# Group theory question

1. Nov 29, 2007

### ehrenfest

1. The problem statement, all variables and given/known data
If G is a group, is it true that right multiplication by a given element is a homomorphism but left multiplication is not? That does not really make sense to me because aren't right and left multiplication "symmetric"?

2. Relevant equations

3. The attempt at a solution

2. Nov 29, 2007

### morphism

In general neither is a homomorphism.

3. Nov 29, 2007

### Office_Shredder

Staff Emeritus
Note to be a homomorphism, it needs to map the identity to the identity. Only a select few elements can multiply with the identity and give the identity back

4. Nov 29, 2007

### ehrenfest

I think I asked the wrong question.
Let G = {g_1, ..., g_n} be a group. Let X be a graph with vertices {g_1, ..., g_n}. Let $$\alpha_{g}$$ be the permutation of the vertices defined by $$\alpha_{g}(g_i) = g_i*g$$

Given a bijection between the elements of G and the elements of the group of \alpha_g, I want to show that the group of \alpha_{g} and G are isomorphic.

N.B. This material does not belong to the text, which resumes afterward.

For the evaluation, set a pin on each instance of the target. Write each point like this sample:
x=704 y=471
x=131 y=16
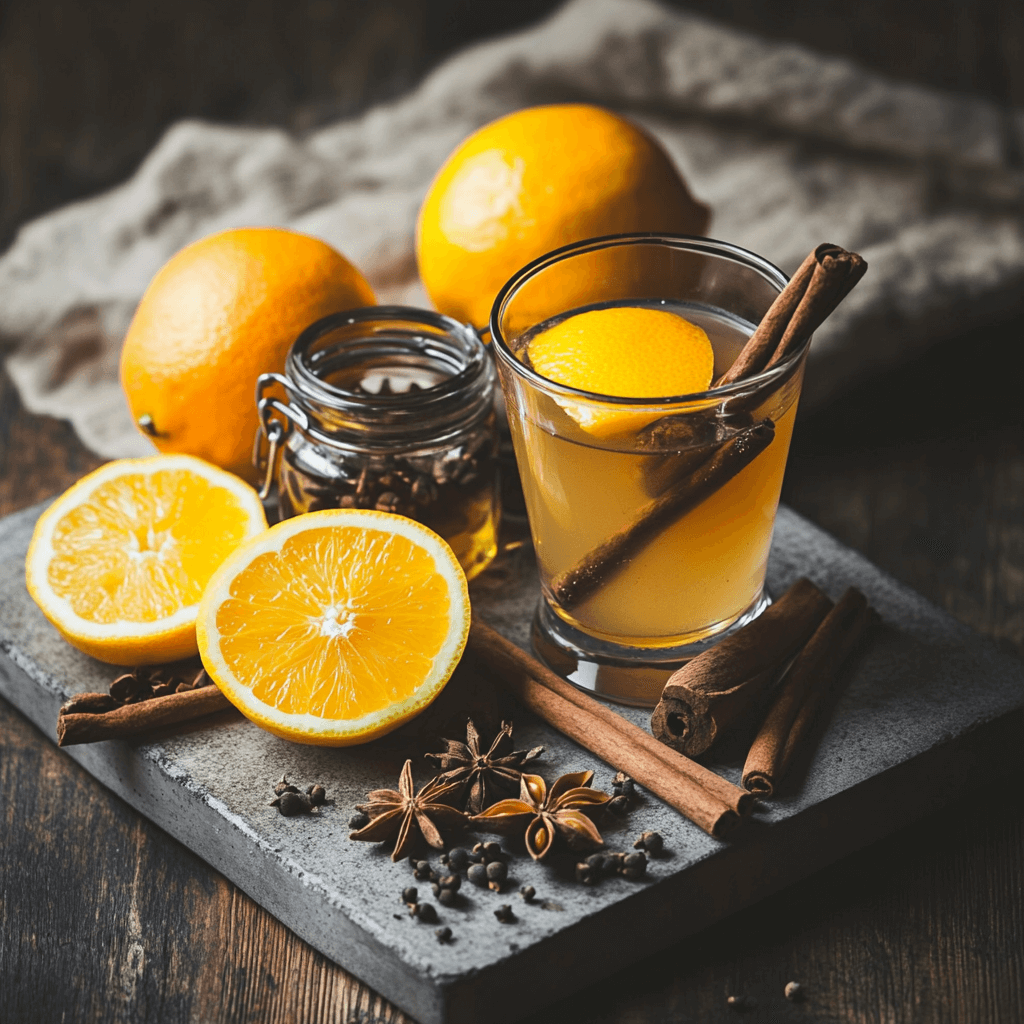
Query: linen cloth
x=788 y=147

So, let $$h(g_i) = \alpha_{g_i}$$.

h is not a homomorphism, correct?

5. Nov 30, 2007

### ehrenfest

does anyone understand this question?

6. Nov 30, 2007

### quasar987

The group of alpha_g? I assume you mean the subgroup of $$S_G$$ obtained from the map h you defined lastly?

If so, then that's just Cayley's theorem.

In Cayley's theorem, we show that every group G is isomorphic to a subgroup of $$S_G$$ (the group of permutation of G.)

To do this, we show that the map $$h:G\rightarrow S_G$$ defined as you did is a monomorphism. Then the restriction of its codomain to h(G) is an isomorphism.

7. Nov 30, 2007

### ehrenfest

The group I speak of is $$\{\alpha_{g} : g \in G\}$$ under composition of functions.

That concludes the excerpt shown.